President’s Pen Summer 2013
The College ’s celebration of 175 years of women of influence culminated with a spectacular all-alumnae lineup of honorary degree recipients for Mount Holyoke’s 176th commencement. Joanne Lupton ’66, Mary Mazzio ’83, Mona Sutphen ’89, and Kavita Ramdas ’85 inspired and challenged our graduates to carry out our mission of using liberal learning for purposeful engagement in the world. In her commencement address, Ramdas offered an articulate and compelling case for why “a Mount Holyoke education—a women’s college education, a liberal arts education—matters. At the heart of her argument was the conviction that “we need uncommon women” for the “uncommon problems” of today’s world—“women who are so strong they can be gentle, so educated they can be humble, so fierce they can be compassionate, so passionate they can be rational, and so disciplined they can be free.”

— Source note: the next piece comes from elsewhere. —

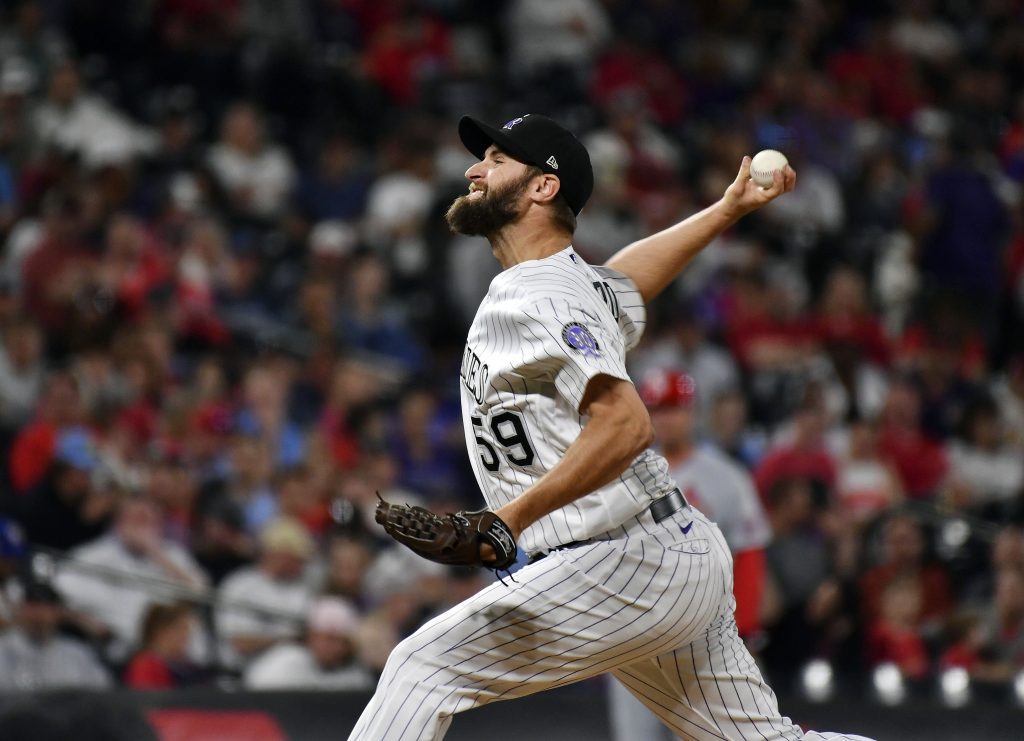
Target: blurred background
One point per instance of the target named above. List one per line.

Throughout commencement weekend and during the following week’s Reunion II activities, I had the opportunity to meet with hundreds of such women and to hear the stories of how Mount Holyoke has shaped their lives and careers. Each of these alumnae was eager to serve as a mentor and role model for current students and recent graduates who are destined to be the next generation of women leaders. In talking to them, it occurred to me that Mount Holyoke women indeed both look forward and give back!
As we marched in the Laurel Parade and gathered at Mary Lyon’s grave and in Chapin Auditorium, we were reminded of all that binds us together across generations and of all that we can do together to make a difference in the world. Standing at the grave site, I recounted the meaning behind the tradition of singing “Bread and Roses,” begun on campus in 1978, of paying tribute to and showing solidarity with the women textile workers who championed the 1912 Lawrence mill strike. In doing so, I could not help but think of the more than 1,100 garment workers who were crushed to death in last April’s factory collapse in Dhaka, Bangladesh. There is still so much work to be done to meet the demands of economic, social, and environmental justice for women worldwide, and Mount Holyoke students and alumnae are poised to lead the way.

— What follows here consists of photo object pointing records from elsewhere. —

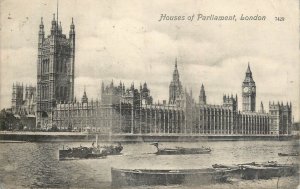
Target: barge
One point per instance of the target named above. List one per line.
(180, 150)
(138, 177)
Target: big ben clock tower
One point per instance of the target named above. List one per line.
(248, 92)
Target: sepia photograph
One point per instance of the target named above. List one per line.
(144, 94)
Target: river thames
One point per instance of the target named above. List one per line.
(36, 165)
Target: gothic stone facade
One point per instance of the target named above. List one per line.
(55, 70)
(132, 111)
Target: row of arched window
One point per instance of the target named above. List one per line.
(45, 66)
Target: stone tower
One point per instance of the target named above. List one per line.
(17, 97)
(248, 92)
(175, 88)
(55, 70)
(202, 96)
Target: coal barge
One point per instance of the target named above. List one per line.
(138, 177)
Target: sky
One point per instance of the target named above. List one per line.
(124, 40)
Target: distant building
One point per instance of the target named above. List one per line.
(132, 110)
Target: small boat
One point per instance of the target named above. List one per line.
(269, 170)
(138, 177)
(81, 153)
(289, 154)
(180, 150)
(90, 152)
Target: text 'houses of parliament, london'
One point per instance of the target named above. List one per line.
(132, 110)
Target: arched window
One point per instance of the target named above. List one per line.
(61, 93)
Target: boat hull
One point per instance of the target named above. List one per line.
(92, 152)
(257, 172)
(126, 177)
(182, 151)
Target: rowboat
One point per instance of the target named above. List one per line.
(288, 154)
(180, 150)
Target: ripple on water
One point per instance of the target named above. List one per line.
(36, 164)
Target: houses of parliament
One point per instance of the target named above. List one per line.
(132, 110)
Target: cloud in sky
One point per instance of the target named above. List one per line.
(123, 40)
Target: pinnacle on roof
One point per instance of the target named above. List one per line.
(248, 68)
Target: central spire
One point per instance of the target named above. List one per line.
(57, 11)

Mount Holyoke was founded on the idea that change was necessary—that women deserved access to academic excellence equivalent to what men were receiving in the Ivy League, and that access should not be predicated on affluence. Mount Holyoke’s groundbreaking, fierce tradition of scholarly excellence is matched by our historic commitment to being the catalyst for lasting, meaningful change. Our graduates have been at the forefront of discoveries and innovations in science, medicine, law, politics, literature, the social sciences, and the arts.

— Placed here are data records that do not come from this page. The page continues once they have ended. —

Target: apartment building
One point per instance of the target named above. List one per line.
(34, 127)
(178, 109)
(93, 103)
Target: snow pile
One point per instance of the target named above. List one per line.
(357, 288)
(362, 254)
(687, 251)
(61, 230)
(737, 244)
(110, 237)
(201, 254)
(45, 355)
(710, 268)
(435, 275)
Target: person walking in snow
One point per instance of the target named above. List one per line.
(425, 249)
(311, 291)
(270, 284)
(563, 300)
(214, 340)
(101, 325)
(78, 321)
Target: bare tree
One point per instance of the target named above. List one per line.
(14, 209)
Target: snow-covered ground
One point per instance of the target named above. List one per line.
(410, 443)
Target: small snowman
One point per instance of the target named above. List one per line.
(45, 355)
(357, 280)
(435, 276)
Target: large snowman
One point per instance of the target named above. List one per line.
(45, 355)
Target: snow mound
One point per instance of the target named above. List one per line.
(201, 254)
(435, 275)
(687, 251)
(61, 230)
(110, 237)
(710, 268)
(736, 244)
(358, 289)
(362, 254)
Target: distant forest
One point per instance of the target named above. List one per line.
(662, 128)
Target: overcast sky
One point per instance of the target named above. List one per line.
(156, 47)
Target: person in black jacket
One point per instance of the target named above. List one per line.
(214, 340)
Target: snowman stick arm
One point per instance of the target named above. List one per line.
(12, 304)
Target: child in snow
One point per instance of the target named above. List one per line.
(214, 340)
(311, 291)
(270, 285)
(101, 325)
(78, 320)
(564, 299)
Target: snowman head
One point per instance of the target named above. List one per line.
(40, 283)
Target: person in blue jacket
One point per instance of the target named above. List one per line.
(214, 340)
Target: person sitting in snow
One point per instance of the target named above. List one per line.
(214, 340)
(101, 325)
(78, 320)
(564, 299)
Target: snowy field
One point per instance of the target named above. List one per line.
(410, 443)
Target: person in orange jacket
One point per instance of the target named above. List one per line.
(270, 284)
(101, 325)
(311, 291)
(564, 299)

Now, in a time of unprecedented change, the rigorous liberal arts education we provide students is more critical than ever. Graduates who can respond to a rapidly changing world with adaptability and flexibility; who can write, speak, and think with precision, coherence, and clarity; who can propose, construct, and evaluate arguments while being responsive to the views of others; who can work effectively in teams; and who can demonstrate scientific and quantitative literacy, along with cultural competence in a globally interdependent world; will thrive.
Today’s Mount Holyoke graduates are prepared to meet the future head-on, knowing that the education they have received places them at an advantage. They also know that alumnae around the world will be there to support them and cheer them on!